Резо вздохнул. Положил трубку, немного подумал. Тактичные хозяева оставили его одного. Резо вспомнил все, что говорил ему Нодар. Если его так обложили, иного выхода нет. И он, подвинув к себе аппарат, медленно набрал номер. Трубку долго не брали, но затем раздался уверенный мужской голос:

– Слушаю вас.

– Здравствуйте, – торопливо сказал Резо, – мне нужен адвокат Чепиков.

– Вы, наверно, перепутали, – услышал он в ответ, – здесь проживает адвокат Чупиков.

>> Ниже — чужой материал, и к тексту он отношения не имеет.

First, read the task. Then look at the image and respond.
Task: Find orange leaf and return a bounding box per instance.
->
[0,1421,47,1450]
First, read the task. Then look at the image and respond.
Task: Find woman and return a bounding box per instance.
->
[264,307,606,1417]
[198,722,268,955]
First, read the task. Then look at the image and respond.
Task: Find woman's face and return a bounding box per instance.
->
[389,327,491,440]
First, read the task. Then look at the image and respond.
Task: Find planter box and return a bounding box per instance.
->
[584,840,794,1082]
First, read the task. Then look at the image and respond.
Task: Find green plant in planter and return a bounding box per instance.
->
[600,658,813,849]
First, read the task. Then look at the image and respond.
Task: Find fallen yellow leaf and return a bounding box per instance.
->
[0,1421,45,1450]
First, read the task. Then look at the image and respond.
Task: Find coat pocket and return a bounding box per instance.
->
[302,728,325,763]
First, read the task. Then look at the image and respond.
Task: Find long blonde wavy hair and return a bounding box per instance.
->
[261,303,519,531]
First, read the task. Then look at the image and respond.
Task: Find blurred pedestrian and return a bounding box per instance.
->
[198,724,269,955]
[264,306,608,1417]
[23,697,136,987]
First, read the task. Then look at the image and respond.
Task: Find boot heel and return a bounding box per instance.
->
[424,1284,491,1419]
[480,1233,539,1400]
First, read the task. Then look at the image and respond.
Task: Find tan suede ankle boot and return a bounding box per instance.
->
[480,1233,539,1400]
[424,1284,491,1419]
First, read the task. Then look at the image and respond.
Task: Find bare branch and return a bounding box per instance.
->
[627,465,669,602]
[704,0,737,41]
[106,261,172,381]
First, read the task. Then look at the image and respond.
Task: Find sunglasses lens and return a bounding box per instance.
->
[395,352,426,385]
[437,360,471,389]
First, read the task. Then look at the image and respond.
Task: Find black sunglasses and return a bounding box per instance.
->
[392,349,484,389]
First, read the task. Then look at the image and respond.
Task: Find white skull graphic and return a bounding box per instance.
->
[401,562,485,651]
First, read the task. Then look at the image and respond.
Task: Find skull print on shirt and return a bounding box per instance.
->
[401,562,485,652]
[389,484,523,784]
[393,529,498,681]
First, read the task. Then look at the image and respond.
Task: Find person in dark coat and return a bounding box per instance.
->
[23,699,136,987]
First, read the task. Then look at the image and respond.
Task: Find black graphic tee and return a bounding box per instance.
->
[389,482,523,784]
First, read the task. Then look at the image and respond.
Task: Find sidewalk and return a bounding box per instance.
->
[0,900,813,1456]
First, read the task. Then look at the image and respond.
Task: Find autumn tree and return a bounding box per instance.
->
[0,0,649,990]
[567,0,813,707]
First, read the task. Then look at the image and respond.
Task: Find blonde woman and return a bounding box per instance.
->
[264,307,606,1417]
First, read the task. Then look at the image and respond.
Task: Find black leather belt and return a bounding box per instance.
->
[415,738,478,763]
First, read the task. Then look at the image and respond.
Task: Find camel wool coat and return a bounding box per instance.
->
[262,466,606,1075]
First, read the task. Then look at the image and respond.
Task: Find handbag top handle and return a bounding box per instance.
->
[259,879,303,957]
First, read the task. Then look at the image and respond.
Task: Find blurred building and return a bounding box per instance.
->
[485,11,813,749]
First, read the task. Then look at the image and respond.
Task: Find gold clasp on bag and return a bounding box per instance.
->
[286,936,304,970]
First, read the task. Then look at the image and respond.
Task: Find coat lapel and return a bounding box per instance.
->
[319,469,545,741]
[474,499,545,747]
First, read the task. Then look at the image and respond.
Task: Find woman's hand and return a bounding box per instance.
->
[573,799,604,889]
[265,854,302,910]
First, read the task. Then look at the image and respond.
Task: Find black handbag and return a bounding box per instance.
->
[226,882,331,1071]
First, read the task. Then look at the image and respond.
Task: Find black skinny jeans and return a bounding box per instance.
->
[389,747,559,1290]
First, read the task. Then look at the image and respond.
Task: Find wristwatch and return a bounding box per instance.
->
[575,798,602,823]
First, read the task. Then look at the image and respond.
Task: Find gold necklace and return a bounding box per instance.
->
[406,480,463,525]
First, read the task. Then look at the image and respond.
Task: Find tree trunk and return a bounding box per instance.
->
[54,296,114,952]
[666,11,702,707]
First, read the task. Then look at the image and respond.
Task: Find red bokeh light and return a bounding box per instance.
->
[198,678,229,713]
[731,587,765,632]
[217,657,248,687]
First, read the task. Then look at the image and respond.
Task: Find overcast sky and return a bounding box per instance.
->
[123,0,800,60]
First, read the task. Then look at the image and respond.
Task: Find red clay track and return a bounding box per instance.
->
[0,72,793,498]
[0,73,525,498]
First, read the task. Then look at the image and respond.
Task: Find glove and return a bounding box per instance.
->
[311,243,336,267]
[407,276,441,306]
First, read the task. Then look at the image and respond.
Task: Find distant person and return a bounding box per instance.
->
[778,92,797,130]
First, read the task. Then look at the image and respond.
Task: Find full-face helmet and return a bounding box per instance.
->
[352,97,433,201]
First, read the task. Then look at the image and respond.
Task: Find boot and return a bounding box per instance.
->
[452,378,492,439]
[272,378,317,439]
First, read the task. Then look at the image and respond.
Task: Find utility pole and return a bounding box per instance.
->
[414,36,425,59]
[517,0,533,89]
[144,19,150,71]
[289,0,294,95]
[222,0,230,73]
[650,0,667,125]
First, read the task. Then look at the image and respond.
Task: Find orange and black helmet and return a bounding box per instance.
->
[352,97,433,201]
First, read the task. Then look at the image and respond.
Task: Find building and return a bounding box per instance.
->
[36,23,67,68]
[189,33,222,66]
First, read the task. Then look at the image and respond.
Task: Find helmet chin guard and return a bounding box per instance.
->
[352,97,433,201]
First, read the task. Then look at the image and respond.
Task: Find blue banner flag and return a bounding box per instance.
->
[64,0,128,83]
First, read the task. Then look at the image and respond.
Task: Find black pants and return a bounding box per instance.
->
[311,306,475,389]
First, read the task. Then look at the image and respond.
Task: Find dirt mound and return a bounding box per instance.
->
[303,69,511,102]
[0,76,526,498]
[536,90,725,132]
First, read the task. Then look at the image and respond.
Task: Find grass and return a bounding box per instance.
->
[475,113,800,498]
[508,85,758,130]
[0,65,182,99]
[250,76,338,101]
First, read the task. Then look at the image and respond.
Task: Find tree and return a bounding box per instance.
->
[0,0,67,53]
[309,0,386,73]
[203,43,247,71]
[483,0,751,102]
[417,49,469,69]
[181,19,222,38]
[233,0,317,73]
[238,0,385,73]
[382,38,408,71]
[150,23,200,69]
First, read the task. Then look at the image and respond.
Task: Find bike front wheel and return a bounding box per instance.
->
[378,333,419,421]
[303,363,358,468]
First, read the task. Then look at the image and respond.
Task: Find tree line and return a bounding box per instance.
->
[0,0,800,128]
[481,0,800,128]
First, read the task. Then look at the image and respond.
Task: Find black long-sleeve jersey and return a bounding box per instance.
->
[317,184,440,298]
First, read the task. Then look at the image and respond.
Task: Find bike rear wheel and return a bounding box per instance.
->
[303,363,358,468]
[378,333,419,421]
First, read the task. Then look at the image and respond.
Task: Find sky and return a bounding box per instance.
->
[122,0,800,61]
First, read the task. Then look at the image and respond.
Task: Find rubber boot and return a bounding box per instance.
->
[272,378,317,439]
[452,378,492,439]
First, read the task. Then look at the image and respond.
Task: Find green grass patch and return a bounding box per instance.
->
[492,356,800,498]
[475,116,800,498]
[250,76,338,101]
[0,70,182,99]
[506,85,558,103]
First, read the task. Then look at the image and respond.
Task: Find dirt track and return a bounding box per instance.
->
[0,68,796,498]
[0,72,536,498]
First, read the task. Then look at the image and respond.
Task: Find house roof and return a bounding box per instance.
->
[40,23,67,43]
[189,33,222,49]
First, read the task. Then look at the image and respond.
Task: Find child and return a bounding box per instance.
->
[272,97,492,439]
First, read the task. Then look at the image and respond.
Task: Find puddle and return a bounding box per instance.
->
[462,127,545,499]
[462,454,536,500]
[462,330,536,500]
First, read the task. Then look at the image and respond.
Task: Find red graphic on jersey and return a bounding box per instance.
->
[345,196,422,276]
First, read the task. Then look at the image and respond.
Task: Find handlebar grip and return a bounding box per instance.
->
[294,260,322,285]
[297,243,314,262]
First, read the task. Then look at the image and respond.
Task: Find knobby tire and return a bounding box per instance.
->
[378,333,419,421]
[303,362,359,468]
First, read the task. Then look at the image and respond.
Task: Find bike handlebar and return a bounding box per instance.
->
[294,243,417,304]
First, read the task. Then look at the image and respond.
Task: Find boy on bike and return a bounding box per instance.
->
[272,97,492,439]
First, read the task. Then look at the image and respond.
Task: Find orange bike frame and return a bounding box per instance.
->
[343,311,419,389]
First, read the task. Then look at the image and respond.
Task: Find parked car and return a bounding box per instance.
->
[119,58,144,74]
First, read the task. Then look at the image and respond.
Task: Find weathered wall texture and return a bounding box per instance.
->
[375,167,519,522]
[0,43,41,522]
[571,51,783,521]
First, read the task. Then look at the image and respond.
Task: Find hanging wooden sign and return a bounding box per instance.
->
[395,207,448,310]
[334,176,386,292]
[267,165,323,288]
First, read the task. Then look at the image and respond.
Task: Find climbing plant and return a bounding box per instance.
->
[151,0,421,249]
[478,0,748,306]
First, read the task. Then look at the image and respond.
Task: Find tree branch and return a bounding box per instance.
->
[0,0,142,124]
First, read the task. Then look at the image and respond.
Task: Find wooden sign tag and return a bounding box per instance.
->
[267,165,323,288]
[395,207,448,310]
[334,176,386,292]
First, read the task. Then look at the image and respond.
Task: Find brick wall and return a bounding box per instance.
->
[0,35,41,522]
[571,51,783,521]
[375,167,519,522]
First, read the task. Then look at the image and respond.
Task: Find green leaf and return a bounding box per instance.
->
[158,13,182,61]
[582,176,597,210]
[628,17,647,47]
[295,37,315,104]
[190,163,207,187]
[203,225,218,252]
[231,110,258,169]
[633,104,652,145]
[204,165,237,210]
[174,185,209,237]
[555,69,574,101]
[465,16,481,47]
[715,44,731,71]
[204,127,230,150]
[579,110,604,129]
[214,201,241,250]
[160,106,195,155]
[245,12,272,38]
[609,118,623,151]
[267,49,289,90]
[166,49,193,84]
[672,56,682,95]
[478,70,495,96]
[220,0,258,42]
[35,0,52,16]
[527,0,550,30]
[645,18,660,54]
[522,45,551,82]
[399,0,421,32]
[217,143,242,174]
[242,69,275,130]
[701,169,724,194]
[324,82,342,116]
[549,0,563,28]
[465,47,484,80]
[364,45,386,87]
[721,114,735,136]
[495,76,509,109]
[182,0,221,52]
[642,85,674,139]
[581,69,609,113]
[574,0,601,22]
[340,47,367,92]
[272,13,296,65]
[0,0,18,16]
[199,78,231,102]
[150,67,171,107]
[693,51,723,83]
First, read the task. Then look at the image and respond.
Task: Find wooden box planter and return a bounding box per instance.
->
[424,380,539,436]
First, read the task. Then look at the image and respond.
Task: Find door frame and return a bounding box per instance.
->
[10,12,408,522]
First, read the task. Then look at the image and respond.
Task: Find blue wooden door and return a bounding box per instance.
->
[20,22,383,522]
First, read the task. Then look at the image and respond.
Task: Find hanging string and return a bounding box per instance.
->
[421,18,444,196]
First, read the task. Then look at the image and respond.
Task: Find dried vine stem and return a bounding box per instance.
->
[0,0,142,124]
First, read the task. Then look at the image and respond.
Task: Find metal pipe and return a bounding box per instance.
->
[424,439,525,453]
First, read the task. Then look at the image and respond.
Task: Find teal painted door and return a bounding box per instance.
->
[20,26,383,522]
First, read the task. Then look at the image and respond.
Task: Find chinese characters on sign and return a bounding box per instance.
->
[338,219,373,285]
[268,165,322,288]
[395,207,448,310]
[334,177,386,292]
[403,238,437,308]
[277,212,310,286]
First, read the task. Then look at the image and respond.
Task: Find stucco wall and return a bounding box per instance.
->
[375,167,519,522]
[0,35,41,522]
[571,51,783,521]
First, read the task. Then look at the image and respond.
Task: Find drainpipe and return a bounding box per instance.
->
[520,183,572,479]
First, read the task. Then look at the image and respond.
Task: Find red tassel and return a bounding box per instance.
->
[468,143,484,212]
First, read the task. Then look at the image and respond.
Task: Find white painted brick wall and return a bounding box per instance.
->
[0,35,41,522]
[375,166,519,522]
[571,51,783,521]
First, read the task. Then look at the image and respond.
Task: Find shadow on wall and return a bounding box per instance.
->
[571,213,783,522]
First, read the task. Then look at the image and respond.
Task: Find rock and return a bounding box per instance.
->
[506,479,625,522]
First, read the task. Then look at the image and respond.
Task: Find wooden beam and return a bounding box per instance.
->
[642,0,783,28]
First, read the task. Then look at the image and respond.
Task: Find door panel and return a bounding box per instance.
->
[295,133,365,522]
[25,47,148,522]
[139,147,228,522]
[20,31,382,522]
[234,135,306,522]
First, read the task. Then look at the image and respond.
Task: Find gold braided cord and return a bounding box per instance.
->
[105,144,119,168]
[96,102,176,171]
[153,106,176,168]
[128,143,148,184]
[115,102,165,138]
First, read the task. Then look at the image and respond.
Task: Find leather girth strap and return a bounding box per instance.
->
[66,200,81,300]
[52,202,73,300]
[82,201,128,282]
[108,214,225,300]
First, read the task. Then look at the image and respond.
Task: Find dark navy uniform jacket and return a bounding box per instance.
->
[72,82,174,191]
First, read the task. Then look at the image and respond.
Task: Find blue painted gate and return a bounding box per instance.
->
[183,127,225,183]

– Да, – согласился Резо, – мне нужен Чупиков.

– Тогда я вас слушаю. Кто это говорит? Резо помедлил. В эту секунду, возможно, решалась его судьба. И судьба стариков, от которых он звонил. Если Чупиков уже втянут в преступный круг и Демидов хотел подставить адвоката, чтобы тот вошел в его доверие, то участь всех троих решена. Даже четверых, так как Вера тоже будет считаться опасным свидетелем. Но сидеть дома и ждать, когда тебя убьют, еще более глупо. Демидов не стал бы врать, подставляя адвоката. Резо вспомнил лицо офицера, его голос. Нет, он не врал. И Резо решился.

– Кто говорит? – снова спросил адвокат.

– Это друг Демидова, – ответил Резо, – мне нужно срочно с вами встретиться.

– Какой друг?

– Я вам все объясню. By можете сейчас приехать?

– А вы сами не можете приехать ко мне в консультацию? Я буду там через сорок минут.

– Нет. И это не телефонный разговор. Я назову вам адрес, и, пожалуйста, приезжайте. Это очень важное дело, – стараясь говорить как можно более убедительно, сказал Резо.

– Вы друг Демидова? – на всякий случай переспросил Чупиков.

– Да. Он рекомендовал обратиться к вам. У меня действительно очень серьезное дело. Можете назначить любой гонорар, – сказал на всякий случай Резо.

– Я думаю, мы договоримся, – засмеялся адвокат, – хорошо. Я приеду через полчаса. Давайте адрес.

Резо назвал улицу и дом. Но не стал уточнять номер квартиры.

– А квартира? – спросил адвокат.

– Я вас встречу, – предложил Резо, – держите в руках газету. И скажите, как вы будете одеты.

– Обычный серый костюм. Голубая рубашка.

– Я вас узнаю, – пробормотал Резо, – до свидания.

Он положил трубку и в очередной раз бросил взгляд на часы. Может, на этот раз ему все-таки повезет?